When trees come down, are homeowners covered?

If tree falls on my property, is it covered?

SALEM, Ore. — Jodi and Steve Hack said it felt like an earthquake when their huge oak tree came crashing down.

The massive tree knocked down power lines and several smaller trees in its path. It stretched across the front yard of their Salem home and into the street. Nobody was injured but it created a huge mess.

The Hacks figured homeowners insurance would cover the clean-up estimated at more than $7,000. Turns out, they’re out of luck.

"We thought as a homeowner, you have your coverage and whatever is damaged they are going to put it back to the original condition. That is not the case," said Jodi Hack, a state representative from Salem.

If a tree falls down and causes no damage to your house, your homeowner’s insurance policy typically won’t help cover the cost of removal. You’re on your own.

“I think it is probably a misconception for us, and I'm sure there are many other people that feel the same way,” explained Hack. “You think that everything is covered because it affects your property values, but they focus on the dwelling and not the rest."

Consumer liaison Kevin Jeffries of the Oregon Department of Consumer and Business Services says it is common for homeowners to have questions about insurance coverage after tree damage.

"It really depends on where on the property it falls," explained Jeffries. “If it missed the house, there's not much coverage there. You are not insuring the driveway or the sidewalk, you are insuring your home."

If a storm knocks down a healthy tree and it hits your house, homeowners insurance would help cover the damage.

If a neighbor’s tree falls onto your house, you will need to file a claim.  “Your homeowners insurance would pay for that,” explained Jeffries.

Trees crashing onto the street are often handled by local city or county crews. If not, you may be responsible for the cost of removing a tree from the street.

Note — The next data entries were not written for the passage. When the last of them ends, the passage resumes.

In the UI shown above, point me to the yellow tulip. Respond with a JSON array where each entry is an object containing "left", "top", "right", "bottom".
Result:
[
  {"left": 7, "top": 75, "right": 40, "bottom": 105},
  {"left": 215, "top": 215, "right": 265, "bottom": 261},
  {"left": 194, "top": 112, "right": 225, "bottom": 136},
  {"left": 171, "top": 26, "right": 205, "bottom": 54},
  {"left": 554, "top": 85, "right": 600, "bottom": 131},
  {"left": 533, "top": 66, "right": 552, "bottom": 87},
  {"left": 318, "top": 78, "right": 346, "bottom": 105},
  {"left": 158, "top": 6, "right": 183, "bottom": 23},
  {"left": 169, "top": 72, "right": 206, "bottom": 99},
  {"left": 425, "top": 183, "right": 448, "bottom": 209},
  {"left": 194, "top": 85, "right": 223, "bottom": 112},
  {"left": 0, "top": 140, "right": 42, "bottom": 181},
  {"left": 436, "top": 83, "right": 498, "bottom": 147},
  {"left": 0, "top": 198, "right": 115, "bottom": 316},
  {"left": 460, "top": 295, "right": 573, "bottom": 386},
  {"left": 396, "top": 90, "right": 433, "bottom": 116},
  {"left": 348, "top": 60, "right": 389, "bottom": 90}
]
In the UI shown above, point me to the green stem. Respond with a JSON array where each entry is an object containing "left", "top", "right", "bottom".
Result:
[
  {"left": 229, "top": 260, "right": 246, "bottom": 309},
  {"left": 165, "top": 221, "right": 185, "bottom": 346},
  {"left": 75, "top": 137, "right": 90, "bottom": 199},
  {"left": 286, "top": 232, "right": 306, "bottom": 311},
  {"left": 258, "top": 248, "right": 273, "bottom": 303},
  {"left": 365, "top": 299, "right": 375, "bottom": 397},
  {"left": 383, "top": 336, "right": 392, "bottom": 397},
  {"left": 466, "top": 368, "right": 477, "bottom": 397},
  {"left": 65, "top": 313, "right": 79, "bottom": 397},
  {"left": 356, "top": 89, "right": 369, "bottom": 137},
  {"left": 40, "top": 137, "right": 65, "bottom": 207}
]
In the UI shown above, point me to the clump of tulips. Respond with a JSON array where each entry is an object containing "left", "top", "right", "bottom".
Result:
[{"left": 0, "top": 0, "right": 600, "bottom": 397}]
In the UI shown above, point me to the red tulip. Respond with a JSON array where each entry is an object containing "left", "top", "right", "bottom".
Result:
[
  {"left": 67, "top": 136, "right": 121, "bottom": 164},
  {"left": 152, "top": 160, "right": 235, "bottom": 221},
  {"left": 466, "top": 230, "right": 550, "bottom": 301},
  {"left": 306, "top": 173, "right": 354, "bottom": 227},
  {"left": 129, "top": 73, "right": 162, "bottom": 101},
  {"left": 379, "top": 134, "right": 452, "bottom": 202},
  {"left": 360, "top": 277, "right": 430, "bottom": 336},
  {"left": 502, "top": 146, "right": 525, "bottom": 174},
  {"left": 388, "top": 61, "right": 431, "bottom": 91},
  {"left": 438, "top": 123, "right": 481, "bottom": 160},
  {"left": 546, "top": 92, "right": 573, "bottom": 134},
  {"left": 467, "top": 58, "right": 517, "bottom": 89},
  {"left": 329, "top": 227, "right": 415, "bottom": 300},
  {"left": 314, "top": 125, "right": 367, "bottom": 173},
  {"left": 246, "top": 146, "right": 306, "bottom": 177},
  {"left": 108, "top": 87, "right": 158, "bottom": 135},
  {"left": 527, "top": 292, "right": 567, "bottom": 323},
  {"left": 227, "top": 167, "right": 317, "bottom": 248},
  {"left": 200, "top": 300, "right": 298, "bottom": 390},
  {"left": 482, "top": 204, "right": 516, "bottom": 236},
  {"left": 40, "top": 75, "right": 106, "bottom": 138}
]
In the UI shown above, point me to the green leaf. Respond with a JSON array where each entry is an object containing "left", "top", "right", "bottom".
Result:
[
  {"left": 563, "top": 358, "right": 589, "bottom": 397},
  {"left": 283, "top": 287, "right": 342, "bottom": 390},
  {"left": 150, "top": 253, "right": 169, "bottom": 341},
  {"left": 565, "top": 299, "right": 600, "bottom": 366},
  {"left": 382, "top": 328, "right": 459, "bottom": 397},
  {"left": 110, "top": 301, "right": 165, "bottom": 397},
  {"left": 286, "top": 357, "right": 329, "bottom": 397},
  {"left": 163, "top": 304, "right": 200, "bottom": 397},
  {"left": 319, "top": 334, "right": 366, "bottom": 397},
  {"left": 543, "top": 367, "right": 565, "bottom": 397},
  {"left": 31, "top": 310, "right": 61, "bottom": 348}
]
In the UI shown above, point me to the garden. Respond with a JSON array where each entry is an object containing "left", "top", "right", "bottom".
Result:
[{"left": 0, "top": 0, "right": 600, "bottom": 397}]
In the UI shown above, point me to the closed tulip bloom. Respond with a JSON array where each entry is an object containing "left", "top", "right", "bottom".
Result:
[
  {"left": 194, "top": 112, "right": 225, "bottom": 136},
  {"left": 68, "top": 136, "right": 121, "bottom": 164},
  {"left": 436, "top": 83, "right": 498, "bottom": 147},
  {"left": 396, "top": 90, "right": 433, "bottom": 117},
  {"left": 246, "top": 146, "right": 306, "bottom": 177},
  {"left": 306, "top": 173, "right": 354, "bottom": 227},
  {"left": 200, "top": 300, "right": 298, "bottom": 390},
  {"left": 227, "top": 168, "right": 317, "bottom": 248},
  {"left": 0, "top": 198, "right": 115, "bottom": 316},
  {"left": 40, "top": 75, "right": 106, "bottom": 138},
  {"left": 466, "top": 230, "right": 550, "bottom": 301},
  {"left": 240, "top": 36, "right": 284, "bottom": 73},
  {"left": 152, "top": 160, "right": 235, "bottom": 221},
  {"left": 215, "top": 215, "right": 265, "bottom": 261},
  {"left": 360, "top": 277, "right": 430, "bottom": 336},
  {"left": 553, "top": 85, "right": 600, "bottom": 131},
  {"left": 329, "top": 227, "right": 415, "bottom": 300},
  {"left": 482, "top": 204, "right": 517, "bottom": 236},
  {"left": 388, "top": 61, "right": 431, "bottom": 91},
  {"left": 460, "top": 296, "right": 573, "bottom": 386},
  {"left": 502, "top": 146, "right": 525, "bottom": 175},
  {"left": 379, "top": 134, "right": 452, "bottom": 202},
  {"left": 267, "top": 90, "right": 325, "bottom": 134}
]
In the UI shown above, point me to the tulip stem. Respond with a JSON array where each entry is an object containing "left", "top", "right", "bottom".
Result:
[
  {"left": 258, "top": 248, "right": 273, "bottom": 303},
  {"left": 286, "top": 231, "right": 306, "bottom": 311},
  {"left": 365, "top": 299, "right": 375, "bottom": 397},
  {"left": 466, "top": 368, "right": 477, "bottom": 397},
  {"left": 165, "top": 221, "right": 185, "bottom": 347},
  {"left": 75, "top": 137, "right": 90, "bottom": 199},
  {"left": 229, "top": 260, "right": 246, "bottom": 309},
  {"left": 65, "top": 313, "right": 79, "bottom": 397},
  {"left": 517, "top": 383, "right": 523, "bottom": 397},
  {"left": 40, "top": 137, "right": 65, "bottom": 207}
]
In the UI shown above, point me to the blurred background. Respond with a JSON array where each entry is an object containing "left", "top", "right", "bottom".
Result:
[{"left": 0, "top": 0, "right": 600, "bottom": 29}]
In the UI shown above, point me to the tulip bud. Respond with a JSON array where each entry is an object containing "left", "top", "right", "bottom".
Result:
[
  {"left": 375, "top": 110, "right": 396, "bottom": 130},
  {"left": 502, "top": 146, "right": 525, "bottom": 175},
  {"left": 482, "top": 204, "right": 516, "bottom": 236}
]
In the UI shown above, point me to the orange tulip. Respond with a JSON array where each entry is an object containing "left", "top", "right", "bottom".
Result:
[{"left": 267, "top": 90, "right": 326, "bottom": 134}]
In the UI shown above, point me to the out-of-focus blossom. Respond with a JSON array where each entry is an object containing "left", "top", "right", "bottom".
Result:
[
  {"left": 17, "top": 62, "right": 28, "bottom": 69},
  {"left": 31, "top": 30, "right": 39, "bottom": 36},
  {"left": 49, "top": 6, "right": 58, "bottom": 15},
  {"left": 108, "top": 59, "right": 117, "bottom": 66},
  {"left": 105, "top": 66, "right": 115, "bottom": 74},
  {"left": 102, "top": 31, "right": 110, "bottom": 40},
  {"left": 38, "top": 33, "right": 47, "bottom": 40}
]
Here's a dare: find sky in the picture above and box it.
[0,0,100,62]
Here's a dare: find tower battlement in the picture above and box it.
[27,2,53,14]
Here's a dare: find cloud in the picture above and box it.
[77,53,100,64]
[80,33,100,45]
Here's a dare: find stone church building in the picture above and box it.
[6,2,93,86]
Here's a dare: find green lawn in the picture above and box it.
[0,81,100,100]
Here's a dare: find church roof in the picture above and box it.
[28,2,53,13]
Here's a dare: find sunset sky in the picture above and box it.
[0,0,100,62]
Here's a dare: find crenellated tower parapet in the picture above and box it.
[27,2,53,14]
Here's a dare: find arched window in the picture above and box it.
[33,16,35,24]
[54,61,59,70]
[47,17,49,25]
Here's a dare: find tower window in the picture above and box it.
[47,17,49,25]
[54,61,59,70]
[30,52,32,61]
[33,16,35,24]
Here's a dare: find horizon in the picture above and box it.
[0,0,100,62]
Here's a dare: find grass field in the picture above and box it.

The Division of Financial Regulation provided the following tips for tree damage:

-  If a tree falls on your house, your homeowner policy should cover the damage. If the tree belongs to a neighbor, your insurance company will investigate whether there is any responsibility on the part of the neighbor.

-  Homeowner policies generally pay to remove debris from your home or outbuildings if a falling tree causes damage. However, if a tree falls and does not damage the residence, the typical policy does not pay to remove the tree.

-  If you have trees that present a danger, you should remove them at your expense.

-  If the wind blows a few shingles off your house, your insurance company will likely replace the damaged shingles, but will not provide you with an entirely new roof. Repairing the damage done by the “covered loss,” in this case the wind, is the company’s responsibility. Home maintenance is your responsibility. If a tree falls on your car, the damage may be covered if you have comprehensive insurance, which covers you for physical damage other than collision. This type of insurance is optional. While we are required to carry liability insurance to pay for damage we cause to others, Oregon law does not require us to buy insurance to protect our own property.